胸にガツンと(キャラ紹介6)
「ココナが着いていながら何でこんなのを選ばせたの!」
ビタミンカステラ先輩がポニテ先輩に怒られている。
「だってなあ……これがいいって聞かないから……」
「すみません、胸にガツンと来たんです、すみません」
必死に弁解する果々子。
四月二十九日、月曜日、昭和の日。
有志の『裏カレー大会』開催の日。場所は寮の前庭のピクニックベンチ。
しかし調理をする為に集まった一同は、果々子の持っている『それ』に、何とも言えない顔を見合わせて、大きな息を吐いている。
昨日、ビタミンカステラ先輩に連れられて訪れた都会の山用品店で、果々子はとりどりの携帯コンロに目を惑わされた。
「色々あり過ぎて迷ってしまいます」
「今日は下見だけでいいんじゃない? パンフ貰って帰ってゆっくり検討すればいいよ」
先輩はガスカートリッジと糧食を買い、それで店を出たのだが、通りすがりの珈琲店のウインドウで、果々子の目が釘付けになった。
「ビタミ……南原先輩、あれ何ですか」
そこには渋い色合いのディスプレイで、アンティーク調のランプやミル等が並べられていたのだが……
「ああ、まぁあれも携帯ストーヴの一種だけれど……」
「わたし、あれがいいです!!」
「いや待って、あれは多分売り物じゃないって……ちょっと、遠山さん!」
先輩を置いて、果々子はズンズンと店に入ってしまった。普段小心者な癖に思い込んだら猪突猛進は、忘れた頃に発動する。
「売り物じゃないしなあ……」
カウンターのマスターに同じ事を言われている果々子に、先輩はやっと追い付いた。
「遠山さん、あれならさっき秀缶壮にあったでしょ?」
「本当ですか? ありましたか、あんな素敵な、美しい色のコンロ」
「ああ」
壮年の、よく雪焼けのしたマスターがニコッと微笑んだ。
「あれは育てる物だから」
そうして、店の二階に上がってクッキー缶みたいなのを持って下りて来て、果々子たちの目の前で展示品より少し小さい『それ』を組み立ててくれた。

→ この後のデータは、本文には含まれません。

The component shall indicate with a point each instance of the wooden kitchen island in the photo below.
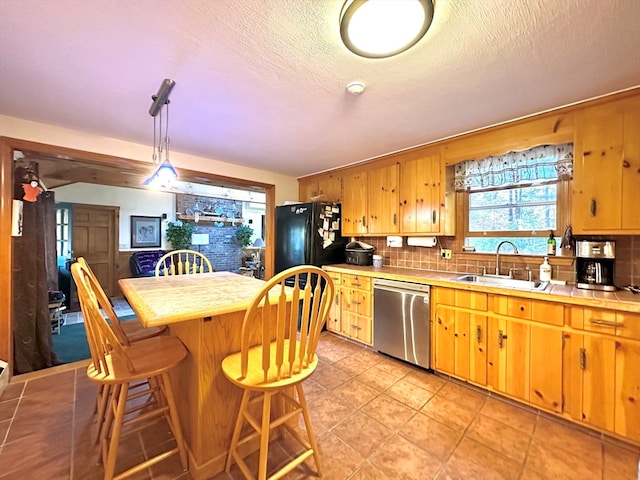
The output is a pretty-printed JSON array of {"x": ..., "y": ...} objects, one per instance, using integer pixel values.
[{"x": 205, "y": 312}]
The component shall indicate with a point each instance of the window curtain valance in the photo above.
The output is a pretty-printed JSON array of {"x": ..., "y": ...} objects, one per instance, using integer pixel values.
[{"x": 547, "y": 162}]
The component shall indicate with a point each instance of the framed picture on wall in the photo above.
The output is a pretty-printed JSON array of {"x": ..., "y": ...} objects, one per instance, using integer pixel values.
[{"x": 145, "y": 232}]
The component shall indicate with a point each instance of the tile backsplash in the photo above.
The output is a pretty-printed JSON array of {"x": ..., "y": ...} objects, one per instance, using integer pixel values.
[{"x": 563, "y": 268}]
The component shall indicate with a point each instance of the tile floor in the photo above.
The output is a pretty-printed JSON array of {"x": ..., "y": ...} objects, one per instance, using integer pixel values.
[
  {"x": 374, "y": 418},
  {"x": 120, "y": 305}
]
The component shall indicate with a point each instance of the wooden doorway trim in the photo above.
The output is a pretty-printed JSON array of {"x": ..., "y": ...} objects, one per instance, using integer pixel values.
[{"x": 8, "y": 145}]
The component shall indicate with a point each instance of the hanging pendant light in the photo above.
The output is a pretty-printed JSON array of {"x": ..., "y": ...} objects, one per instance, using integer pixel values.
[{"x": 163, "y": 172}]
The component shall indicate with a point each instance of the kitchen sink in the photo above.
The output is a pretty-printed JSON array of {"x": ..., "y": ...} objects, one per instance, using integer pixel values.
[{"x": 503, "y": 282}]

「昔、大中小で揃えたんだけれど、中だけ使い処が無かったんだよね」
「これは育てるコンロなんですって。だから私もこれから育てるんです!」
通りすがりの珈琲店のマスターに格安で譲って貰ったという新古の『マナスル121』を前に、元気に言い切る果々子。
先輩たちは呆れて脱力しながら、ピカピカ光る真鍮を眺める。
この金ぴかを、あの珈琲店のウインドウにあった奴みたいに深みのある飴色に育てるんだ!

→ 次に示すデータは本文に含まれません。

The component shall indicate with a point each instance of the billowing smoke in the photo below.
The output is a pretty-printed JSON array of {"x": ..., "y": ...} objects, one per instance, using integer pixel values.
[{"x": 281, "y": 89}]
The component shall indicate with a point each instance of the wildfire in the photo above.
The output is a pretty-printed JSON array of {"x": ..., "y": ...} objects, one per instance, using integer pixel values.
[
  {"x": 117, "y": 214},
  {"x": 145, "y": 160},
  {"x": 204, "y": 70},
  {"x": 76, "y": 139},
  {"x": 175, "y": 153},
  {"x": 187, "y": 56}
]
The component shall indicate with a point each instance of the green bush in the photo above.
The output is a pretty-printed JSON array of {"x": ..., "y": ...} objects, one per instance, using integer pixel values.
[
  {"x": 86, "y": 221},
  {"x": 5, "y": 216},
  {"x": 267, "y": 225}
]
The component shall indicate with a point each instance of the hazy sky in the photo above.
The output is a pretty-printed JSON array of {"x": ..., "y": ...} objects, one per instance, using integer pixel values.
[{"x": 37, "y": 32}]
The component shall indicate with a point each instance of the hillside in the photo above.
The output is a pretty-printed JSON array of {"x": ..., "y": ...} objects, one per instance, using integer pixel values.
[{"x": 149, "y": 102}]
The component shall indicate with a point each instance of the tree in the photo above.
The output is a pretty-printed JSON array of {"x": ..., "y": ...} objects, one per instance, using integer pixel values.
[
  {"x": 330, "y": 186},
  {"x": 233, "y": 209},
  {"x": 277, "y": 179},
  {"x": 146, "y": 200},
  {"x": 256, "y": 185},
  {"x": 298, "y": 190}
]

胸踊らせる果々子の頭からは、この灯油コンロが笑っちゃうほど人を選ぶ事や、きめ細かな点火手順を誤るとエラい目に遭う事など、親切なマスターがレクチャーしてくれた教示は吹っ飛んでいる。
確かに美しいフォルムのコンロなのだ。誰だって一度は目に止める。だけれど、憧れと実用を天秤にかけて多くの者は首を振る。
(この子、顔だけのダメンズに引っ掛かる素質アリアリだわ……)
先輩たちは心ひそかに心配した。